During Ordinary Time (seasons after Epiphany and Pentecost) two alternative sets of OT readings with responsorial psalms are provided. The first option is a semi-continuous reading through a book of Hebrew Scripture; the second is thematically related to the other readings.

Notes on the Lectionary and Liturgical Colors

Lent and Easter

Ash Wednesday begins the season of Lent. Violet throughout Lent is in wide use, but some churches have begun instead to use browns, beiges, and grays (burlaps and unbleached fabrics, for example) to reflect the mood of penitence.

There are many variations in the use of vestments and color during Holy Week.

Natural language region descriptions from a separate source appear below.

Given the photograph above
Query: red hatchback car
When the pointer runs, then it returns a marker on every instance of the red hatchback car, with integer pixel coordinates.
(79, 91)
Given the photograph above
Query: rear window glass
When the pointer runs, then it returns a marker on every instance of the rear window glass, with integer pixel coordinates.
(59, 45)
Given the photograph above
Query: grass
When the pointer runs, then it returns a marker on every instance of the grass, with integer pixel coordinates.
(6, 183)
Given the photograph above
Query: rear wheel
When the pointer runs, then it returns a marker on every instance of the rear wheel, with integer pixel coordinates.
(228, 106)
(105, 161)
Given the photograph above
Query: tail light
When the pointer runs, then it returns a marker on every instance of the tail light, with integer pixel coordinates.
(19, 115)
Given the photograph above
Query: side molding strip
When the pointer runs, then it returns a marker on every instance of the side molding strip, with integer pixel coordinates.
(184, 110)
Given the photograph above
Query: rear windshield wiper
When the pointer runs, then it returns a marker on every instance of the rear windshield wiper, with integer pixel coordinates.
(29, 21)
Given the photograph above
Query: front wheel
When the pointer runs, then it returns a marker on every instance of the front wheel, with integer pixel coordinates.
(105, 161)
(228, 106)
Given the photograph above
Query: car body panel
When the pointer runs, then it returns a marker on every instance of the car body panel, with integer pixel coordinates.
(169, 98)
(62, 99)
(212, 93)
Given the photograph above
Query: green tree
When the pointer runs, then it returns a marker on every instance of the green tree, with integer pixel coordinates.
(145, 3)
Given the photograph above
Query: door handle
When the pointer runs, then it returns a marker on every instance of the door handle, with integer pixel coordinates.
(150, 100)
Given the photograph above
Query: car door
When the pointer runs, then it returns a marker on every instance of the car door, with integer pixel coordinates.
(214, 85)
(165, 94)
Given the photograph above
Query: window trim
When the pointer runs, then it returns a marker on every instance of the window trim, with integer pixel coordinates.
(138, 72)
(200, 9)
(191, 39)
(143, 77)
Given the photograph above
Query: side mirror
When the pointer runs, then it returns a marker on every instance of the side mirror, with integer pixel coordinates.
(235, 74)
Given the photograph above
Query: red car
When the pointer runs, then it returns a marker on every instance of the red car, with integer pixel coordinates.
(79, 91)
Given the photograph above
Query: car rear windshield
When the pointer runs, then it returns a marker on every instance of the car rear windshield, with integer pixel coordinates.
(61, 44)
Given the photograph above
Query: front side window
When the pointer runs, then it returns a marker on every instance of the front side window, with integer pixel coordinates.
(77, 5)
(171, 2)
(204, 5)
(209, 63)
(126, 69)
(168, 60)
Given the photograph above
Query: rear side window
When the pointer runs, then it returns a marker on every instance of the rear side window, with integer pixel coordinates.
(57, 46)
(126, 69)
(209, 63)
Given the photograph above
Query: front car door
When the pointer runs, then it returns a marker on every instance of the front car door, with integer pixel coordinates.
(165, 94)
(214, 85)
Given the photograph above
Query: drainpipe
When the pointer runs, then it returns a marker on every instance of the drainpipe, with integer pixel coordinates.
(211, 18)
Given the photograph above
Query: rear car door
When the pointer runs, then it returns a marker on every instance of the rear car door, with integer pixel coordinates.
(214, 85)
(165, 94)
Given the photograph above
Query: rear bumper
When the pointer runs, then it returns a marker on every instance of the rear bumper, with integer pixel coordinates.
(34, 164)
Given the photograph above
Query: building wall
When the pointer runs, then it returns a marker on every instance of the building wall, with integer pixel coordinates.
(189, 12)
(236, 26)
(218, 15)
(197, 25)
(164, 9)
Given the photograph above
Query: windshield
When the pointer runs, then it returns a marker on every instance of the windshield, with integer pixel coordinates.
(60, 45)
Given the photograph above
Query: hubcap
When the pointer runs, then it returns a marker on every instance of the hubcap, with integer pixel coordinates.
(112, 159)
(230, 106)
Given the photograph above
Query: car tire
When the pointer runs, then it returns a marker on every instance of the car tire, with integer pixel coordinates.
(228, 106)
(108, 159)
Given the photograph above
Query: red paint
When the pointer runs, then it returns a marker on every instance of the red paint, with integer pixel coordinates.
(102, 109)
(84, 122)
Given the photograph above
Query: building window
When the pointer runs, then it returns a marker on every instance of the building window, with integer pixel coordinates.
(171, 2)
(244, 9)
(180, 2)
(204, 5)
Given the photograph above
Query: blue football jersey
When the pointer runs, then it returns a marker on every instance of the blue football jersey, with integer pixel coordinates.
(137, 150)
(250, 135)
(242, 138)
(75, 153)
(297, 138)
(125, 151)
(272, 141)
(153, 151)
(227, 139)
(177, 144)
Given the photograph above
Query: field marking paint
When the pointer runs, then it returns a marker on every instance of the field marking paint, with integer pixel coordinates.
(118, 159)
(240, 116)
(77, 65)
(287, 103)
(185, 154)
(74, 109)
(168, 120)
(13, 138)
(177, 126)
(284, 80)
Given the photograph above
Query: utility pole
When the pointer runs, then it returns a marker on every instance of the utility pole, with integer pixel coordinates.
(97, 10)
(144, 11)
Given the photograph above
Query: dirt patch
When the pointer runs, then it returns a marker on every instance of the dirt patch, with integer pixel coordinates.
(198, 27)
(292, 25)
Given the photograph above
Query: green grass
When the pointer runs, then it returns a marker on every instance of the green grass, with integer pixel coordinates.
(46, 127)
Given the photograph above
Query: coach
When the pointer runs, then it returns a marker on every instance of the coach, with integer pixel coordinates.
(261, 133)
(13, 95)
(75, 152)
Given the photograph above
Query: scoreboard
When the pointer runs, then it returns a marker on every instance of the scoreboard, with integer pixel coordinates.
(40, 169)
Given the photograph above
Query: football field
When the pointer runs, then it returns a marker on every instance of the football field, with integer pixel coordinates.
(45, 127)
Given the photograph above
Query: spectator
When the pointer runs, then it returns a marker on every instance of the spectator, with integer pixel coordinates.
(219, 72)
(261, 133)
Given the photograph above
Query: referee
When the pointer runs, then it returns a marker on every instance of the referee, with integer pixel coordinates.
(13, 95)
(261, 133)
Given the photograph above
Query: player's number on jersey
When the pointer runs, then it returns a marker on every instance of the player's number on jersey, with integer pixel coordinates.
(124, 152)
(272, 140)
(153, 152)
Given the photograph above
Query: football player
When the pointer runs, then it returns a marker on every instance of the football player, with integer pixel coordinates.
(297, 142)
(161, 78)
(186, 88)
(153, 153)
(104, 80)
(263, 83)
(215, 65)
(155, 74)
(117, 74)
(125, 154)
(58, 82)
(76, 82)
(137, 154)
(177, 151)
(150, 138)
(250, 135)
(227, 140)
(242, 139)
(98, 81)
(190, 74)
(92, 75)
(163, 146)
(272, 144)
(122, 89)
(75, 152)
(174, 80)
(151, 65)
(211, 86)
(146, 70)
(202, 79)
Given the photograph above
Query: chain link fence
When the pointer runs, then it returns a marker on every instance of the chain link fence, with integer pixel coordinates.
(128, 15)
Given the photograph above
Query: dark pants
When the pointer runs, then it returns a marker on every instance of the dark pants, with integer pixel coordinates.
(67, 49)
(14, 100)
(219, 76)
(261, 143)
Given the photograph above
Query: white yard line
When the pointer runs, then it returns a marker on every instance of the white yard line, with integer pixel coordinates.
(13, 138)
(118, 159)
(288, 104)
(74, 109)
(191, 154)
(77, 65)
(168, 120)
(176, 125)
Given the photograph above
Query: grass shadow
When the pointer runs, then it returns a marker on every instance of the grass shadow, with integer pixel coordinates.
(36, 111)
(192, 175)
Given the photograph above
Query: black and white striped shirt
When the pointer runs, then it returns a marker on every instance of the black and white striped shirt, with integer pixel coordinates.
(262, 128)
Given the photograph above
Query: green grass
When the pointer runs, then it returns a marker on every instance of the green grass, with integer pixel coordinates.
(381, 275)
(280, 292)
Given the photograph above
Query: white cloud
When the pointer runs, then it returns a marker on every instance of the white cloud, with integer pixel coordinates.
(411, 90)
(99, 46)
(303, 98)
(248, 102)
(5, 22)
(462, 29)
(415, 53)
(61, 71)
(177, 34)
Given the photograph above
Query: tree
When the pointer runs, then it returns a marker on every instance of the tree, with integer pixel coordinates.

Some common practices: Red, the color of martyrs, for Palm/Passion Sunday up to Maundy Thursday, when White is used for Holy Communion; stripping of all chancel paraments at the conclusion of the Maundy Thursday service, with no adornment until the appearance of White and/or Gold at Easter Vigil or Easter Sunday; the use of Black, Red or no color for Good Friday; the use of Scarlet during Holy Week instead of the “fire” Red of Pentecost.